Two of my wisdom figures might help us to unpack what we’re talking about. The first is Rabbi Abraham Heschel who wrote: “God is of no importance unless God is of supreme importance.” God, faith, spirituality can’t be a hobby, a pastime, something we work in as we have the leisure. God is more important than what we ordinary fret about. Our natural inclination is to worry about ourselves, what we are going through, what our needs are, how we are feeling, our health, our finances – you know the drill. When we are obsessed with ourselves we don’t have room for God. But we also know what it is to get over ourselves — we know it when we love. Take the love of a parent for a child. Parents are more concerned about how their children are doing than about how they are doing. The love they have for their children supersedes their own needs and desires. What matters to them shifts. Something similar happens in our relationship with God. God ceases to be some kind of cosmic Santa Claus who we are trying to wheedle something out of and instead becomes the one that we love because we are loved. God is of supreme importance because we know that God can better care of us than we can take care of ourselves. All the other things in my life only make sense in the light of God’s love.

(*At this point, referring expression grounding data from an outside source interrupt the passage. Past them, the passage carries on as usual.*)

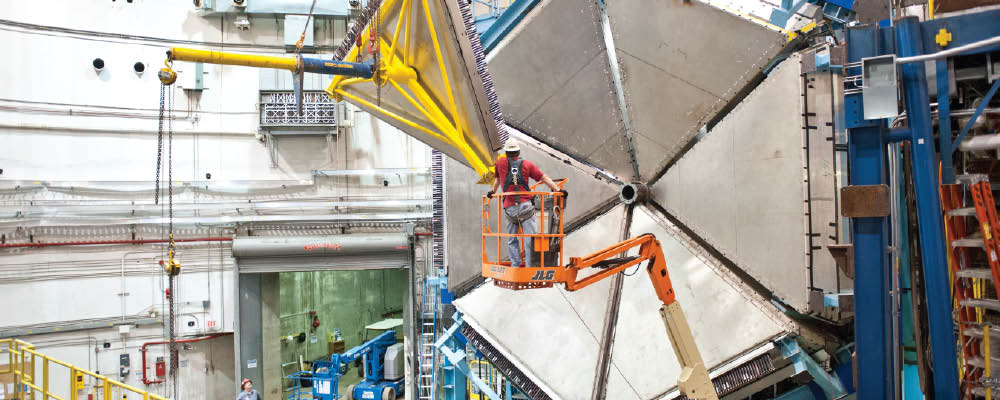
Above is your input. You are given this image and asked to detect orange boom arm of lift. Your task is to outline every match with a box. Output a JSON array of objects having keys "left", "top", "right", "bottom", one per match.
[
  {"left": 481, "top": 184, "right": 719, "bottom": 399},
  {"left": 562, "top": 233, "right": 675, "bottom": 304}
]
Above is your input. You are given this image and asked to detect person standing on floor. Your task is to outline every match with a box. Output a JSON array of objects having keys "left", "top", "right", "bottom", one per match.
[{"left": 237, "top": 378, "right": 262, "bottom": 400}]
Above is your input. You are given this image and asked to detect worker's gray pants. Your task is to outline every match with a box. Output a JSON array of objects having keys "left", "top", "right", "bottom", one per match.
[{"left": 505, "top": 201, "right": 536, "bottom": 268}]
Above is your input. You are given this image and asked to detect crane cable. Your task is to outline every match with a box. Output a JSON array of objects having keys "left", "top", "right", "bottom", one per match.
[{"left": 295, "top": 0, "right": 319, "bottom": 53}]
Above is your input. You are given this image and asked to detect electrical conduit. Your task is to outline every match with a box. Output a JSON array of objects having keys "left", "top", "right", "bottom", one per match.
[
  {"left": 0, "top": 237, "right": 232, "bottom": 249},
  {"left": 140, "top": 333, "right": 232, "bottom": 385}
]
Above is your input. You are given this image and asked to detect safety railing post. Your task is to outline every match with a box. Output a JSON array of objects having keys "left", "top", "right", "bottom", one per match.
[
  {"left": 43, "top": 356, "right": 49, "bottom": 400},
  {"left": 496, "top": 195, "right": 501, "bottom": 264},
  {"left": 539, "top": 193, "right": 546, "bottom": 268},
  {"left": 31, "top": 352, "right": 37, "bottom": 400},
  {"left": 104, "top": 378, "right": 112, "bottom": 400},
  {"left": 13, "top": 348, "right": 20, "bottom": 398},
  {"left": 69, "top": 367, "right": 77, "bottom": 400},
  {"left": 986, "top": 324, "right": 993, "bottom": 400}
]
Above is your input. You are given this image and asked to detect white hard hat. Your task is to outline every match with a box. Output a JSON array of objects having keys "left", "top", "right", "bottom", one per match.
[{"left": 503, "top": 140, "right": 520, "bottom": 152}]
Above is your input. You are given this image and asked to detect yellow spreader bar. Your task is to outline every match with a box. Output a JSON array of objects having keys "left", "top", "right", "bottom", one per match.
[
  {"left": 161, "top": 0, "right": 499, "bottom": 185},
  {"left": 168, "top": 47, "right": 298, "bottom": 72}
]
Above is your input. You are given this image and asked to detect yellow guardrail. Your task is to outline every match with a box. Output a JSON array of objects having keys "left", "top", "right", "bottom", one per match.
[{"left": 1, "top": 339, "right": 168, "bottom": 400}]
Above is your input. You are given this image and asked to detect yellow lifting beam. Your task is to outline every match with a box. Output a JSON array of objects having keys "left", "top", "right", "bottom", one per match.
[
  {"left": 168, "top": 47, "right": 297, "bottom": 72},
  {"left": 158, "top": 1, "right": 503, "bottom": 185}
]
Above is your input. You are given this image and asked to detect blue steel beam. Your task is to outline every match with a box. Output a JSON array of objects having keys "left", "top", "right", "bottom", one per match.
[
  {"left": 954, "top": 78, "right": 1000, "bottom": 147},
  {"left": 918, "top": 10, "right": 1000, "bottom": 54},
  {"left": 776, "top": 337, "right": 848, "bottom": 399},
  {"left": 938, "top": 60, "right": 955, "bottom": 184},
  {"left": 301, "top": 58, "right": 375, "bottom": 79},
  {"left": 479, "top": 0, "right": 540, "bottom": 54},
  {"left": 774, "top": 386, "right": 818, "bottom": 400},
  {"left": 896, "top": 16, "right": 959, "bottom": 400},
  {"left": 845, "top": 24, "right": 893, "bottom": 400}
]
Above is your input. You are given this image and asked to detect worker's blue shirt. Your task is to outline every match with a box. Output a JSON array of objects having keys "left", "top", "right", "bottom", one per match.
[{"left": 237, "top": 389, "right": 262, "bottom": 400}]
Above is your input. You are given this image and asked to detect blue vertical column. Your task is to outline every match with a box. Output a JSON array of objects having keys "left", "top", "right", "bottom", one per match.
[
  {"left": 845, "top": 25, "right": 892, "bottom": 400},
  {"left": 440, "top": 333, "right": 468, "bottom": 400},
  {"left": 896, "top": 17, "right": 960, "bottom": 399},
  {"left": 896, "top": 147, "right": 924, "bottom": 399},
  {"left": 937, "top": 60, "right": 954, "bottom": 184}
]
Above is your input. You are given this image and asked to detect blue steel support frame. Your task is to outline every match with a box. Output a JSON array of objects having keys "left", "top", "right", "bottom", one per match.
[
  {"left": 846, "top": 24, "right": 894, "bottom": 400},
  {"left": 930, "top": 9, "right": 1000, "bottom": 184},
  {"left": 937, "top": 60, "right": 954, "bottom": 184},
  {"left": 776, "top": 337, "right": 848, "bottom": 398},
  {"left": 774, "top": 386, "right": 818, "bottom": 400},
  {"left": 846, "top": 11, "right": 1000, "bottom": 395},
  {"left": 435, "top": 313, "right": 501, "bottom": 400},
  {"left": 479, "top": 0, "right": 540, "bottom": 54},
  {"left": 954, "top": 78, "right": 1000, "bottom": 146},
  {"left": 895, "top": 145, "right": 922, "bottom": 399},
  {"left": 896, "top": 17, "right": 960, "bottom": 399}
]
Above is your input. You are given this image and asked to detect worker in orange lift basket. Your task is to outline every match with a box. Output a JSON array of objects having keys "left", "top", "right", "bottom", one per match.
[
  {"left": 487, "top": 140, "right": 567, "bottom": 268},
  {"left": 237, "top": 378, "right": 262, "bottom": 400}
]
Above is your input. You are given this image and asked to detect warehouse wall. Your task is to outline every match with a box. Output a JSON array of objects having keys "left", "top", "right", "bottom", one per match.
[
  {"left": 278, "top": 270, "right": 407, "bottom": 371},
  {"left": 0, "top": 1, "right": 430, "bottom": 399},
  {"left": 0, "top": 245, "right": 236, "bottom": 399}
]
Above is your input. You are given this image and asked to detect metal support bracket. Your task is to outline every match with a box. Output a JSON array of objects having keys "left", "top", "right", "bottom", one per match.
[{"left": 840, "top": 184, "right": 891, "bottom": 217}]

That understanding clarifies some of the mistaken ideas we have about what it means to love Jesus above all things. It is easy to imagine that to do so requires something of us like what those first followers did: leaving our proverbial life boat behind and going off on a crusade to somewhere exotic. But the reality is that we can love Jesus above all things right where we are and just as we are. Loving Jesus above all things does not mean doing different things, it means doing things differently. Most often Jesus in asking us to follow him wants us to do so in the providence of our everyday lives. We relate to the people woven into our lives differently because we recognize in them the very presence of God. We go to work or school differently because we are doing what we have determined is what God wants us to do. We use our time differently because we understand it as a precious gift from God. It’s not that we need to get out of the boat. We’ve got to get out of the way so that God can make a way.
The second wisdom figure to help us understand this passage is Dietrich Bonhoeffer, a German pastor killed by the Nazis. He wrote: “When Jesus calls someone, he calls him to die.” We die to an old way of life, a former way of thinking, a previous mentality so that we can put our hand in the hand of the man who calmed the waters. Church, once we acknowledge that this world is passing away, as St. Paul put it in the epistle; once we repent and believe the good news, as Jesus preached in his first sermon; once we leave our ordinary way of thinking behind and follow Jesus; as did Peter, Andrew, James, and John, then we love above all things. By our very lives we are fishing for other people to bring them into oneness and unity with God. When we follow Jesus we no longer have a job, we have a vocation. We no longer merely belong to a nuclear family, we belong to the divine family. We no longer have to get through times of weeping, our sorrows are turned into joy. We no longer need to receive expensive gifts, we have the giver. We no longer worry about what we can do, because we can do all things through Christ who strengthens us. That is what is of supreme importance. That’s what we are striving to do in loving Jesus above all things.